We half-consciously navigate our way through life by the light of what we take for granted, by beliefs that, if articulated, would be prefaced with “of course.”
“Of course, the world is this way.”
“Of course, people are this way.”
“Of course, I am this way.”
But where do these “of course” assumptions come from? Their force, their compelling “of course” status, is proportionally related to the difficulty of answering this question. Actually, their force derives from the unlikelihood of our ever even formulating the question in the first place. We do not ordinarily think about these assumptions, we think with them.
These “of course” assumptions are rooted in the shadowy borderland between conscious and unconscious thought.
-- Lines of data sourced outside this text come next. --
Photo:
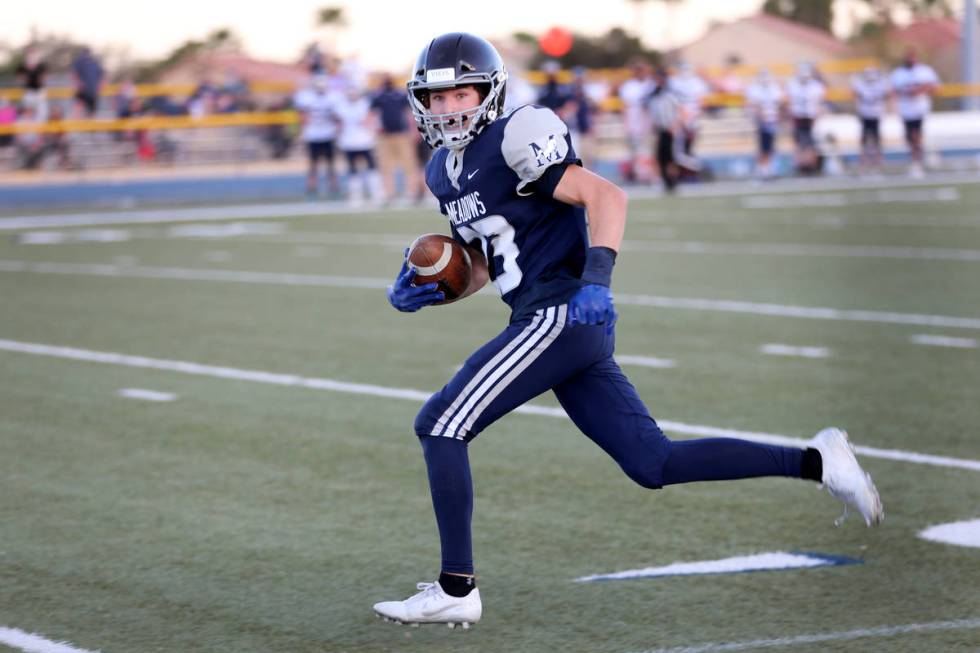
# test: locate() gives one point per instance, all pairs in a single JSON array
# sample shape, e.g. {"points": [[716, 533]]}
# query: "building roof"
{"points": [[789, 29], [929, 34]]}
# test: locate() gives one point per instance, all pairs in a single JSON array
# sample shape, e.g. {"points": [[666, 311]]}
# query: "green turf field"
{"points": [[253, 516]]}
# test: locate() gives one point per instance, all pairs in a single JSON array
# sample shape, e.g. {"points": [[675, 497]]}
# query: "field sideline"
{"points": [[205, 432]]}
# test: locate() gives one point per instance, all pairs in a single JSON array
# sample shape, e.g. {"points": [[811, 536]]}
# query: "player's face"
{"points": [[454, 107]]}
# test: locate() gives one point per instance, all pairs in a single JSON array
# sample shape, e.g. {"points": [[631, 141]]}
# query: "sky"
{"points": [[384, 34]]}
They were, for the most part, formed in childhood and we were unaware that they were taking shape.They envelop us.
Occasionally though, their contours appear to us fleetingly, like the outlines of a cloud that becomes visible at night when it is shot through with lightning. That flash of insight may be just enough to quicken our imagination, weaken the hold of the “of course,” and illuminate new possibilities. Such intellectual flashes are among the great pleasures of the life of the mind, even though they may sometimes mingle terror with their beauty.
We cannot do without the assumptions that structure thought. We cannot, in other words, imagine the world anew each time that we try to think at all. But it is good to remember, for humility’s sake, that our assumptions are there, like the unseen cloud against the night sky, unseen yet shaping what we see. And we should welcome the lightning when it strikes.